Egan J O, Kalafatis M, Mann K G
Department of Biochemistry, College of Medicine, University of Vermont, Burlington 05405, USA.
Protein Sci. 1997 Sep;6(9):2016-27. doi: 10.1002/pro.5560060922.
Factor Va (fVa) is inactivated by activated protein C (APC) by cleavage of the heavy chain at Arg306, Arg506, and Arg679. Site-directed mutagenesis of human factor V cDNA was used to substitute Arg306-->Ala (rfVa306A) and Arg506-->Gln (rfVa506Q). Both the single and double mutants (rfVa306A/506Q) were constructed. The activation of these procofactors by alpha-thrombin and their inactivation by APC were assessed in coagulation assays using factor V-deficient plasma. All recombinant and wild-type proteins had similar initial cofactor activity and identical activation products (a factor Va molecule composed of light and heavy chains). Inactivation of factor Va purified from human plasma (fVaPLASMA) in HBS Ca2+ +0.5% BSA or in conditioned media by APC in the presence of phospholipid vesicles resulted in identical inactivation profiles and displayed identical cleavage patterns. Recombinant wild-type factor Va (rfVaWT) was inactivated by APC in the presence of phospholipid vesicles at an overall rate slower than fVaPLASMA. The rfVa306A and rfVa506Q mutants were each inactivated at rates slower than rfVaWT and fVaPLASMA. Following a 90-min incubation with APC, rfVa306A and rfVa506Q retain approximately 30-40% of the initial cofactor activity. The double mutant, rfVa306A/506Q, was completely resistant to cleavage and inactivation by APC retaining 100% of the initial cofactor activity following a 90-min incubation in the presence of APC. Recombinant fVaWT, rfVa306A, rfVa506Q, and rfVa306A/506Q were also used to evaluate the effect of protein S on the individual cleavage sites of the cofactor by APC. The initial rates of rfVaWT and rfVa306A inactivation in the presence of protein S were unchanged, indicating cleavage at Arg506 is not affected by protein S. The initial rate of rfVa506Q inactivation was increased, suggesting protein S slightly accelerates the cleavage at Arg306. Overall, the data demonstrate high specificity with respect to cleavage sites for APC on factor Va and demonstrate that cleavages of the cofactor at both Arg306 and Arg506 are required for efficient factor Va inactivation.
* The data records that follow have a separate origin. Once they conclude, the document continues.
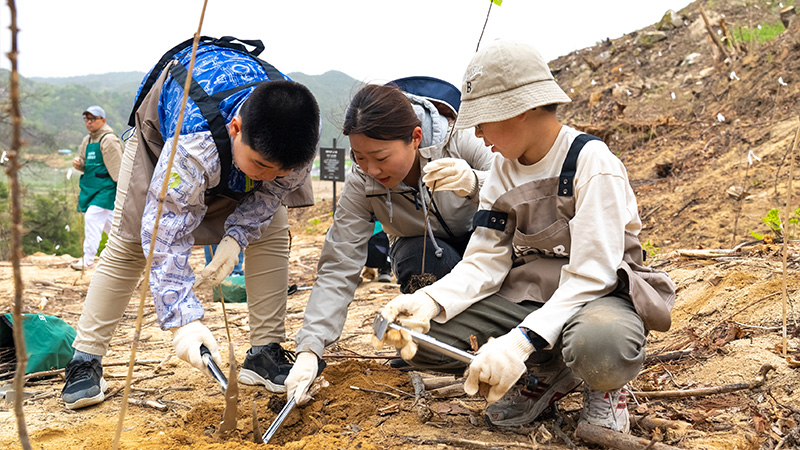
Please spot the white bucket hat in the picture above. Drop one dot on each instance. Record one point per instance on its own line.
(503, 80)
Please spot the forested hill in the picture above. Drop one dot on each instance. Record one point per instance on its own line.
(52, 107)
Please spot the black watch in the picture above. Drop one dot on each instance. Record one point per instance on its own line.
(537, 341)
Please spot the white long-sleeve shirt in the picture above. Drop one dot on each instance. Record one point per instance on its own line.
(605, 210)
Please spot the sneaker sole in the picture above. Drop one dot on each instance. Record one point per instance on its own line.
(523, 420)
(250, 378)
(89, 401)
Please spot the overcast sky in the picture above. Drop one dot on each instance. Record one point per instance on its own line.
(370, 40)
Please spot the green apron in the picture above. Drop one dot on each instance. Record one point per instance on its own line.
(97, 186)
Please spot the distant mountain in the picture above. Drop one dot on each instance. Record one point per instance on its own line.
(52, 107)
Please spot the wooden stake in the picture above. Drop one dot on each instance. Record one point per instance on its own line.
(789, 213)
(140, 313)
(711, 34)
(16, 231)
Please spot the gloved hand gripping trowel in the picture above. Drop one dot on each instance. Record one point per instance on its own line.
(381, 325)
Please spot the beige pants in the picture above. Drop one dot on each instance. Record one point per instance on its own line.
(122, 263)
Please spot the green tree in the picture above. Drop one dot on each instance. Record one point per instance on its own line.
(51, 226)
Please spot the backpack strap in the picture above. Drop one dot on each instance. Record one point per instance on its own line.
(225, 41)
(567, 177)
(209, 107)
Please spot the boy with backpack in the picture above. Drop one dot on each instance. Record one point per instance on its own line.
(244, 152)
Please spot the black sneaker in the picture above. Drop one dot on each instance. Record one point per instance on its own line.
(84, 384)
(385, 275)
(268, 368)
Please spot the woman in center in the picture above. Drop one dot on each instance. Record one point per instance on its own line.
(415, 174)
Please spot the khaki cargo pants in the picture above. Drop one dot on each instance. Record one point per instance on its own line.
(122, 264)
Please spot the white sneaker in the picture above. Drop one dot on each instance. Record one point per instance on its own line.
(606, 409)
(520, 406)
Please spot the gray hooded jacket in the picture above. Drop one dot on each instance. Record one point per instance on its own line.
(400, 211)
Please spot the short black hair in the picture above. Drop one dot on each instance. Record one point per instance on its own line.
(280, 121)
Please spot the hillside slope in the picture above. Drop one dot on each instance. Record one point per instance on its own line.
(684, 118)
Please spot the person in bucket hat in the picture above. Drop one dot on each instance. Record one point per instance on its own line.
(551, 283)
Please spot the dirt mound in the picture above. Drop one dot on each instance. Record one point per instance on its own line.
(706, 140)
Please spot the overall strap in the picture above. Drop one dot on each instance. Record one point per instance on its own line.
(567, 177)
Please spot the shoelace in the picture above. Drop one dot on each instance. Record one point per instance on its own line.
(81, 371)
(597, 405)
(282, 356)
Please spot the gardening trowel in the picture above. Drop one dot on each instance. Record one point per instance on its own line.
(205, 353)
(381, 325)
(287, 408)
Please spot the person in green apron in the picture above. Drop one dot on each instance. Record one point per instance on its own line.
(99, 160)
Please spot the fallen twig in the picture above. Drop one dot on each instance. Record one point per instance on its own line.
(257, 435)
(760, 379)
(375, 391)
(420, 398)
(670, 356)
(148, 403)
(454, 441)
(453, 390)
(651, 423)
(437, 382)
(614, 439)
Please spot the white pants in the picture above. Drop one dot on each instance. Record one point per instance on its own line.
(95, 221)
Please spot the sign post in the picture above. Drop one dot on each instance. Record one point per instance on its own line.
(331, 167)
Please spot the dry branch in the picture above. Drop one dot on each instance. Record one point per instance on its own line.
(453, 390)
(651, 423)
(615, 439)
(148, 404)
(16, 229)
(390, 394)
(724, 389)
(420, 398)
(467, 443)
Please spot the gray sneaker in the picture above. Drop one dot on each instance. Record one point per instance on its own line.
(520, 406)
(606, 409)
(84, 385)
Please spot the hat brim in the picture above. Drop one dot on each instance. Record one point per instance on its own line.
(507, 104)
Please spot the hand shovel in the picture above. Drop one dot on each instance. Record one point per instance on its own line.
(205, 353)
(381, 325)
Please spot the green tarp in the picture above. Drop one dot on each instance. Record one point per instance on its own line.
(48, 341)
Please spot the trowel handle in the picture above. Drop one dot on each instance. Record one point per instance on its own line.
(438, 346)
(216, 372)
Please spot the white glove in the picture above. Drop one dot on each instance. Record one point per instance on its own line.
(221, 265)
(451, 174)
(187, 340)
(499, 363)
(412, 311)
(303, 373)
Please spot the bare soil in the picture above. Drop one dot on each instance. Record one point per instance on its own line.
(687, 157)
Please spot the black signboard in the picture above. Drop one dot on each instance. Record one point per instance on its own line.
(331, 163)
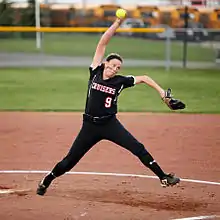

凝血因子Va(fVa)在精氨酸306、精氨酸506和精氨酸679处被活化蛋白C(APC)切割重链而失活。利用人凝血因子V cDNA的定点诱变来将精氨酸306替换为丙氨酸(rfVa306A)以及将精氨酸506替换为谷氨酰胺(rfVa506Q)。构建了单突变体和双突变体(rfVa306A/506Q)。在使用缺乏凝血因子V的血浆进行的凝血测定中,评估了α-凝血酶对这些前辅因子的激活作用以及APC对它们的失活作用。所有重组蛋白和野生型蛋白都具有相似的初始辅因子活性以及相同的激活产物(一个由轻链和重链组成的凝血因子Va分子)。在HBS Ca2+ +0.5% BSA中或在条件培养基中,在磷脂囊泡存在的情况下,APC对从人血浆中纯化的凝血因子Va(fVaPLASMA)的失活导致了相同的失活曲线,并呈现出相同的切割模式。在磷脂囊泡存在的情况下,重组野生型凝血因子Va(rfVaWT)被APC失活的总体速率比fVaPLASMA慢。rfVa306A和rfVa506Q突变体各自被失活的速率比rfVaWT和fVaPLASMA慢。在与APC孵育90分钟后,rfVa306A和rfVa506Q保留了约30 - 40%的初始辅因子活性。双突变体rfVa306A/506Q对APC的切割和失活完全具有抗性,在APC存在的情况下孵育90分钟后保留了100%的初始辅因子活性。重组fVaWT、rfVa306A、rfVa506Q和rfVa306A/506Q也被用于评估蛋白S对APC作用于该辅因子各个切割位点的影响。在蛋白S存在的情况下,rfVaWT和rfVa306A失活的初始速率未改变,表明在精氨酸506处的切割不受蛋白S影响。rfVa506Q失活的初始速率增加,表明蛋白S略微加速了在精氨酸306处的切割。总体而言,数据证明了APC对凝血因子Va切割位点具有高度特异性,并证明了辅因子在精氨酸306和精氨酸506处的切割对于有效的凝血因子Va失活都是必需的。